UACES Facebook Appearance of Frogeye Leaf Spot in Arkansas - August 2012

Appearance of Frogeye Leaf Spot in Arkansas - August 2012

You Tube - Link to watch video on You Tube.Link to transcript

Audio/Video Script:

[University of Arkansas Division of Agriculture Research and Extension University of Arkansas System. Arkansas Soybean Promotion Board. Travis Faske, Ph.D., Extension Plant Pathologist, University of Arkansas Division of Agriculture, Lonoke Research and Extension Center]

[Video shows Faske standing in a soybean field.] Hello, my name is Travis Faske. I’m an extension plant pathologist for the University of Arkansas and today I want to talk to you about frogeye leaf spot.

[Picture of a soybean plant showing frogeye leaf spot on soybean plants.] Frogeye leaf spot is a common disease found in Arkansas. It’s caused by the pathogen Cercosproa sojina and it is easily recognizable by its foliar symptoms which is a tan center circled by a purplish or brownish margin. Strobilurin-resistant frogeye leaf spot was found in Arkansas. This resistance means that this pathogen is resistant to all strobilurins, not just one.

[Slide showing Petri dishes.] This is an in vitro laboratory assay of how the strobilurin resistant isolates frogeye leaf spot respond to azoxystrobin. Here we have the susceptible isolate on the top. Here are the resistant isolates. As you can see, as we move to the left, we increase in the amount of fungicide that is on each dish. Here, this isolate responds very quickly, there’s no growth here, where here we have growth at the very low rate. We also have growth at the very high rate.

To get the same response that we observe here in these two isolates would require 280 times more of the azoxystrobin fungicide in the field.

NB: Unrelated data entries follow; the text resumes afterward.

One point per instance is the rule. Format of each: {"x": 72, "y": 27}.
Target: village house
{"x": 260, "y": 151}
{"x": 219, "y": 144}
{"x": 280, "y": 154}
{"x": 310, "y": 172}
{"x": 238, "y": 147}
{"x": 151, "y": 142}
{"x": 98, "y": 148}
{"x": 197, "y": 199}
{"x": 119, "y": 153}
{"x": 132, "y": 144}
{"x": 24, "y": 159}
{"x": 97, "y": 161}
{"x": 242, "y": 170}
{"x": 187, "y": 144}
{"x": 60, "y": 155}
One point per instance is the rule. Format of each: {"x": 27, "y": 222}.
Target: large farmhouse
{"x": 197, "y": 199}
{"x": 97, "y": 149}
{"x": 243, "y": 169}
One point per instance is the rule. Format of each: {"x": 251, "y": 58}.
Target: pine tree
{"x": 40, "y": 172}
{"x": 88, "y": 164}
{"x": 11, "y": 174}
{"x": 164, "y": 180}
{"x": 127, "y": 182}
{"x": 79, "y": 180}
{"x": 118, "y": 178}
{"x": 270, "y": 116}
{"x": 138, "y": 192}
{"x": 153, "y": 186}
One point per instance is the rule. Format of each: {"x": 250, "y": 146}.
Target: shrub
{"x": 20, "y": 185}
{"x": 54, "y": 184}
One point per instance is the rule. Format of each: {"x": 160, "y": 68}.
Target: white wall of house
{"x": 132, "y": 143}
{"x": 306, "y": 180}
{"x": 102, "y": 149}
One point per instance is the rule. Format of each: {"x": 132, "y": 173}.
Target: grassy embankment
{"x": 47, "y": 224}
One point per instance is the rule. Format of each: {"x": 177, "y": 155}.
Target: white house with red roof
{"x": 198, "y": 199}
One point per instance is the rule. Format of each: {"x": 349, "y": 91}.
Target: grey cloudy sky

[Video shows Faske standing in a soybean field.] There are several management tactics to reduce the selection of fungicide-resistant frogeye leaf spot.  First, utilize resistance in high risk areas. Resistance is the most economical method to manage disease. Second, choose a fungicide chemistry class that is different than the strobilurins, or that has another combination of the fungicide with the strobilurin, like a triazole or the thiophanate methyl group. Finally apply fungicides when the symptoms are observed in the field rather than just applying when there are no symptoms observed. [Video shows soybean plants in a field.]

To find out more update information about stroberian resistant frogeye leaf spot, contact your local county extension agent, or online at www.uaex.edu

Thank you

[www.uaex.edu. University of Arkansas Division of Agriculture Research and Extension University of Arkansas System. Arkansas Soybean Promotion Board]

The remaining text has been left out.